Nonostante questo non sia avvenuto, la Provincia continua ad agire in suo favore giocando l'insolito ruolo di sviluppatore, e facilitando l'azienda veneta al punto di costituirsi in giudizio contro il Comune di San Benedetto Val di Sambro che si è opposto all'installazione degli areogeneratori.

Che ci sia qualcosa di strano, nella politica della Provincia di Bologna in ambito di energie eoliche, non lo dice solo questa storia, o l'ambiente minacciato. Lo dicono anche i numeri dell'ANEV, l'Associazione Nazionale Energia del Vento. Il suo documento sulle potenzialità dell'eolico in Italia stima in 16.200 megawatt di potenza installabile l'obiettivo da raggiungere entro il 2020. L'ANEV sottolinea anche come questi numeri siano frutto di un'attenta selezione rispetto ai siti non idonei perché di alto valore ambientale. In Emilia-Romagna, le stime sono di 200 megawatt installabili, sempre al 2020. Il problema è che nella sola provincia bolognese i progetti già realizzati o in via di presentazione coprono una cifra quasi pari a quella indicata per l'intera regione. E siamo solo nel 2010. É dunque l'ANEV che fornisce stime inadeguate, oppure la Provincia che favorisce lo sfruttamento selvaggio dei nostri territori? Interrogativi che gireremo agli amministratori interessati nelle prossime settimane.

[Il rendering della pala eolica è stato realizzato dall'architetto Bassi per il comitato Monte dei Cucchi]

Commenti all'articolo

  • Di marco (---.---.---.18) 5 dicembre 2010 15:37

    Storia emblematica.
    La produzione di questa centrale eolica è come uno sputo nel mare se la paragoniamo alle necessità energetiche anche solo della provincia di Bologna.
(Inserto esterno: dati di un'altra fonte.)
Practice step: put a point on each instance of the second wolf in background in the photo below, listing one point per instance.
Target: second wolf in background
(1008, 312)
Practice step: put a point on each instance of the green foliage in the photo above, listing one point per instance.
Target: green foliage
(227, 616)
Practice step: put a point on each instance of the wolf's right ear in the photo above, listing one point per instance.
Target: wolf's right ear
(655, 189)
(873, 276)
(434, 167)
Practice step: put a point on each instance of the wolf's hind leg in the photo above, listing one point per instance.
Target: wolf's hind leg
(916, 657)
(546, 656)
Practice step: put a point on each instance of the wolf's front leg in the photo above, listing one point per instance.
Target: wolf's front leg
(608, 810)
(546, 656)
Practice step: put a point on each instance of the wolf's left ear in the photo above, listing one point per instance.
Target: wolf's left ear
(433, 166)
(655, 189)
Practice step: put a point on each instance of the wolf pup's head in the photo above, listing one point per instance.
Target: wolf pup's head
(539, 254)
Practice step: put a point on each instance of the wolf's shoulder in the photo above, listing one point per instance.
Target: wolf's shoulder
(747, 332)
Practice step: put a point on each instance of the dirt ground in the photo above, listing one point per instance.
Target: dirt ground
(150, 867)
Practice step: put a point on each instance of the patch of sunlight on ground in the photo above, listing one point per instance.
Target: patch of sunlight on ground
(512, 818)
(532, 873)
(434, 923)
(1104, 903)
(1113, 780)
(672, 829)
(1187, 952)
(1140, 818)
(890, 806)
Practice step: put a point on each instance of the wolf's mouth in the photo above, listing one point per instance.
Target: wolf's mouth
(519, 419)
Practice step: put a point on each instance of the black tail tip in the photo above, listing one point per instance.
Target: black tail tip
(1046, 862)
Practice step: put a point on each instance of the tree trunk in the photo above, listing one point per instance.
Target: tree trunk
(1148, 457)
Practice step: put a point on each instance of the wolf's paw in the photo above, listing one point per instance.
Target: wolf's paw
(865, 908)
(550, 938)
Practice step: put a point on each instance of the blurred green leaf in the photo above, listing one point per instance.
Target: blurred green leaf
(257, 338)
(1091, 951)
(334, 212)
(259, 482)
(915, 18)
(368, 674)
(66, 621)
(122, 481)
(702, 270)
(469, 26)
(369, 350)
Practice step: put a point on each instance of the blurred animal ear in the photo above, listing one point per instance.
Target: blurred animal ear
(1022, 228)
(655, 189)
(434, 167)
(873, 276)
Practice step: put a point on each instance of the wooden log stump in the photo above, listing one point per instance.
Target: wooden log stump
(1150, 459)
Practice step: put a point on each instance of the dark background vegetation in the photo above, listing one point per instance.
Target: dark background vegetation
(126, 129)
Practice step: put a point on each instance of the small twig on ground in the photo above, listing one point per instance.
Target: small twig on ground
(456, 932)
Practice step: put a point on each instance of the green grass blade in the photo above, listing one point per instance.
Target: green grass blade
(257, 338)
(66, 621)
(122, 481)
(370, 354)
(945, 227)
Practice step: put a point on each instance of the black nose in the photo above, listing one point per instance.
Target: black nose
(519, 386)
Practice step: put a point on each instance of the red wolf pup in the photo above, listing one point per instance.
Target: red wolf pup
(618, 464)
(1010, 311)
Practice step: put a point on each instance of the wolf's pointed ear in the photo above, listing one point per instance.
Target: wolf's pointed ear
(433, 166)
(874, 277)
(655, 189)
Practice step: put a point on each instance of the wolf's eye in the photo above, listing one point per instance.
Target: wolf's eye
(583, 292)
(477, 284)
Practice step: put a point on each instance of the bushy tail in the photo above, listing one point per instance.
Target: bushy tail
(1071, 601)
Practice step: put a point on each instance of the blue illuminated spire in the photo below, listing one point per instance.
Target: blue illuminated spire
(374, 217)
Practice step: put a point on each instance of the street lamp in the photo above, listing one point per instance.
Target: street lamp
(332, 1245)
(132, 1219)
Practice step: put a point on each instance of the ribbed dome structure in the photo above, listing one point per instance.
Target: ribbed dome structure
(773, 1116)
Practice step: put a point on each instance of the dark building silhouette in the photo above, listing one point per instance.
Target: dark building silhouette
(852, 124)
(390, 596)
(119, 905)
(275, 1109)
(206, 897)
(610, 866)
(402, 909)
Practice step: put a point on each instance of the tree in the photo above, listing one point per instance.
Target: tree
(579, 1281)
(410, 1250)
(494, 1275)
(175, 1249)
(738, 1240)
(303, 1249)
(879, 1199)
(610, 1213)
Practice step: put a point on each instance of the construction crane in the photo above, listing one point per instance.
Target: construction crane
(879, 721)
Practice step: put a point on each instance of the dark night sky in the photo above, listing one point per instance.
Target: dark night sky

I costi sono enormemente superiori ai benefici.
    Ma la si vuole costruire lo stesso perchè lo sfruttamento industriale dell’energia eolica è oggigiorno il modo più facile (e spesso spregevole) per guadagnare molti soldi sulle spalle dei cittadini (che pagheranno il costo dei cerificati verdi con aumenti in bolletta) e dell’ambiente.
    Putroppo le autorità che dovrebbero vigilare su un corretto utilizzo del denaro pubblico e tutelare l’ambiente spesso sono conniventi.
    Come alcune (ormai cosiddette) associazioni ambientalistiche.